Gant became friends with the dealer, and said she was fascinated by the illegal press operation he maintained with his knowledge of the dark web.
“I couldn’t really complain because It was better than xanax, it was stronger,” Gant said. “[The dealer] said, ‘This is better, you’re getting more than your money's worth so you should be thanking me that you’re getting something better.’”
Three other people had been hospitalized for overdose on his fentanyl pills, Gant said, before he began feeling guilty.

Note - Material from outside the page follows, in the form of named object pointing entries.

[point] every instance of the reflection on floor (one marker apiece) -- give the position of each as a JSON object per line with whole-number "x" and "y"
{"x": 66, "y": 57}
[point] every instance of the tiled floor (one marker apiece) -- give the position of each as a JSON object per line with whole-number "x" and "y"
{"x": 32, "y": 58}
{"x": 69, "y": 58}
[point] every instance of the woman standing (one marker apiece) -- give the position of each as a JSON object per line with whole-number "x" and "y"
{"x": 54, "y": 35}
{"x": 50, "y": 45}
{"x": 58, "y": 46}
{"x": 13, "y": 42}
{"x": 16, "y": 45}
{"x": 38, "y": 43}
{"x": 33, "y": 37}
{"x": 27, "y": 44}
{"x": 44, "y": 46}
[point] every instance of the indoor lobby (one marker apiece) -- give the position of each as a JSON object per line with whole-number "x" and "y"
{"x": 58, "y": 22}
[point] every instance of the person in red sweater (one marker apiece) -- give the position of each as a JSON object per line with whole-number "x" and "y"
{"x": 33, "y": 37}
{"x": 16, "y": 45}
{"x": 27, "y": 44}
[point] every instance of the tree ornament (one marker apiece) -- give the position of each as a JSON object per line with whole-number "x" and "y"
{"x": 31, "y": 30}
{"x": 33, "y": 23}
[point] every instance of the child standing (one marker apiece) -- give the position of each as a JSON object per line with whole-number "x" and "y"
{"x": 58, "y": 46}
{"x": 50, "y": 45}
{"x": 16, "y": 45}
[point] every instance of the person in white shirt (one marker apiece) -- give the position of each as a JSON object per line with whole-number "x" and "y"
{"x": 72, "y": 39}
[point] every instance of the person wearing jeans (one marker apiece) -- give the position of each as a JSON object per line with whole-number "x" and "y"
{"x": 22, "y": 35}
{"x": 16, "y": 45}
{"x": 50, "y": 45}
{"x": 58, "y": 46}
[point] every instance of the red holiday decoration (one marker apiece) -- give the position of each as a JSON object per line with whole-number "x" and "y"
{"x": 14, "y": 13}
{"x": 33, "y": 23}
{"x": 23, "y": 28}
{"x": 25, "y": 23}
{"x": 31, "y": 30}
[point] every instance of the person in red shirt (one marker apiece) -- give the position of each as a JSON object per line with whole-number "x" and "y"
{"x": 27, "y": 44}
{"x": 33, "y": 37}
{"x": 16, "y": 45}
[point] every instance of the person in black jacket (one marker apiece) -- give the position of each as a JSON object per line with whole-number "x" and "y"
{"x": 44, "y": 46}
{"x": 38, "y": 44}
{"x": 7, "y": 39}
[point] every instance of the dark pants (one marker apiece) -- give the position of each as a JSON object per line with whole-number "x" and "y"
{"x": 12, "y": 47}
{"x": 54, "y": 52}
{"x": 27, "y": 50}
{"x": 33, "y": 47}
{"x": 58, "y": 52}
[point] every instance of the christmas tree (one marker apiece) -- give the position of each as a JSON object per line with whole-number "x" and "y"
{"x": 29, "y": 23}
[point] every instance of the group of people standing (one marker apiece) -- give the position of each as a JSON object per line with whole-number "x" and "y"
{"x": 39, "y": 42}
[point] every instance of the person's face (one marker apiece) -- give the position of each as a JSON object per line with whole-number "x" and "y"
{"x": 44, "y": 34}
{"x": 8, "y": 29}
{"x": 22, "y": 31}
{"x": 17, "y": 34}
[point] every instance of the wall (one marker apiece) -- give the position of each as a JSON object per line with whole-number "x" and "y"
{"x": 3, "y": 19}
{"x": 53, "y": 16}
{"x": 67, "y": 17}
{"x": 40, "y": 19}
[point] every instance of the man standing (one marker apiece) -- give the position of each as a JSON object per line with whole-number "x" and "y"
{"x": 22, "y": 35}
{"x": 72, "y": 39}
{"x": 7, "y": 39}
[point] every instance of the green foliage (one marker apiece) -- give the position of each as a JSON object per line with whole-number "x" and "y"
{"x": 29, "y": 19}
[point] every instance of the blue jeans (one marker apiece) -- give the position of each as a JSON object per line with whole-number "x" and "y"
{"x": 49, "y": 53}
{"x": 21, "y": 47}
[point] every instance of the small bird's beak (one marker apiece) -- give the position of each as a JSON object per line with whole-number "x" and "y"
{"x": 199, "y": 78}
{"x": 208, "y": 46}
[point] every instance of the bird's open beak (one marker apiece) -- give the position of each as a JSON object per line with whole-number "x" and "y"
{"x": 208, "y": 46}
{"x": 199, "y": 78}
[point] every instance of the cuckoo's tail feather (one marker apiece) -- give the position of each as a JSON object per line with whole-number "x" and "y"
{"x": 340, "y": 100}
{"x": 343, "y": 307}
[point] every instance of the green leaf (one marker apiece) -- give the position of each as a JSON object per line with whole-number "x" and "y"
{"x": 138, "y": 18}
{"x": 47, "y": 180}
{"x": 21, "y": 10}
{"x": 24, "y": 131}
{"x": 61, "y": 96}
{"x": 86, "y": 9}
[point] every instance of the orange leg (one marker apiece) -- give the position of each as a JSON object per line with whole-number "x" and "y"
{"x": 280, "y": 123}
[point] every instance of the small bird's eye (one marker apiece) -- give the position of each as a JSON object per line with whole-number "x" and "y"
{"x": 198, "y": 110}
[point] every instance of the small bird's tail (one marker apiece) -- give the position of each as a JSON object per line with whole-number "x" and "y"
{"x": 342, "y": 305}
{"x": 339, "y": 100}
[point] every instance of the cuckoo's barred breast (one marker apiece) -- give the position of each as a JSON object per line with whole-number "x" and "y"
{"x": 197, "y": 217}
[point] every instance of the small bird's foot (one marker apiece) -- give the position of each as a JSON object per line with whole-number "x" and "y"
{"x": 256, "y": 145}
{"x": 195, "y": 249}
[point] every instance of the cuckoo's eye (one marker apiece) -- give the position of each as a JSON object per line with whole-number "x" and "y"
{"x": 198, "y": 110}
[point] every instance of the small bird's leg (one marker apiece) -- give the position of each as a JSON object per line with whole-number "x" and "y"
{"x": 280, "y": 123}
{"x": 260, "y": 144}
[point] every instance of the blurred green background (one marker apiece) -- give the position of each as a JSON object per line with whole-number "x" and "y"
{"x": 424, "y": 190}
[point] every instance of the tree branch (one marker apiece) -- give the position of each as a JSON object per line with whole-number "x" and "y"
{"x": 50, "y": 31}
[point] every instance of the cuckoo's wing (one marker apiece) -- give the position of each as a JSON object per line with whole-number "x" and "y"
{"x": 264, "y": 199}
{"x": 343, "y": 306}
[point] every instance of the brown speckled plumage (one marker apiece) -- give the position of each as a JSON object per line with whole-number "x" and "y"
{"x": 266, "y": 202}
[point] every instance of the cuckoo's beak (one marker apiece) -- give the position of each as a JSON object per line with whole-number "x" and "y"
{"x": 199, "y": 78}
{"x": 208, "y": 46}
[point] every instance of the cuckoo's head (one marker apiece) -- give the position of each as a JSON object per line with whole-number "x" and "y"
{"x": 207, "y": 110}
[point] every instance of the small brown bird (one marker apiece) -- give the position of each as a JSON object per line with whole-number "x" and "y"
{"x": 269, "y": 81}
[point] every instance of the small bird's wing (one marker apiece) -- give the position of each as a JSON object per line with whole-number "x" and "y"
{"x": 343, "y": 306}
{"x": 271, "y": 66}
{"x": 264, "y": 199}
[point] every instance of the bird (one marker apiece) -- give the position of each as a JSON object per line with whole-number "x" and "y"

When two people died from the drugs he’d sold them, he said he’d stop.
But the profit margin he’d set up selling cheap fentanyl as expensive pharmaceuticals was its own addiction.
“He was making over 100K in less than a year,” she said. “He was like, ‘Well they’re gonna get it from someone, I'd rather them get it from me.”
Gant said the dealer was never brought to light for his crimes.
Her own criminal record, Gant said, is clean considering the number of charges brought against her when she was using pills.
“That would not happen to anyone else unless they had money to get them out of it,” Gant said.
She joined an outpatient treatment program, in lieu of a court sentencing, but said she wasn’t committed. It took a friend, and former user’s urgence to try a young person’s anonymous recovery group, in St. Louis, for her to realize she wanted to make a change.
Weekend young person’s meetings continue to be a source of strength for her, and the relationships she said, are helping her to better herself. She sought for a similar recovery group demographic in Cape Girardeau, but was unsuccessful.
She said older people in recovery generally do give the best advice, but that they’re sometimes too far removed from their addiction to relate.